As with most financial policies, credit easing comes with many critics. Those against using credit easing as a means of liquidity argue that it creates asset bubbles. When a CE policy is implemented, prices in fixed income and equity markets increase, though critics say these prices are artificial as they only increase due to the central bank's intervention.
Furthermore, critics say that the increases in prices only help those that own these assets; people that tend to be wealthier, by providing no real benefit to those less fortunate. This, therefore, leads to income inequality, widening the gap between the rich and poor.
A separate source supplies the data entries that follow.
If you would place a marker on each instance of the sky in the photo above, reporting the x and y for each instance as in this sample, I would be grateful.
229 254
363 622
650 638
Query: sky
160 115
Quantitative easing is not the same as printing money. QE does improve liquidity in the economy with the risk of leading to inflation, which is what happens when a government prints money. But QE involves the purchase of assets and no new money is printed.
Over the course of the financial crisis and after, the Fed purchased over $3 trillion in assets, which saw its balance sheet reach approximately $4.5 trillion.
When quantitative easing ends, a central bank no longer purchases financial assets. A slowdown in economic growth is witnessed, interest rates increase, and bond prices fall.
QE does increase the money supply but not in the way that printing money does. QE does not result in more coins or bills circulating through the monetary system, but rather, the money supply increases in that liquidity improves and reserves increase.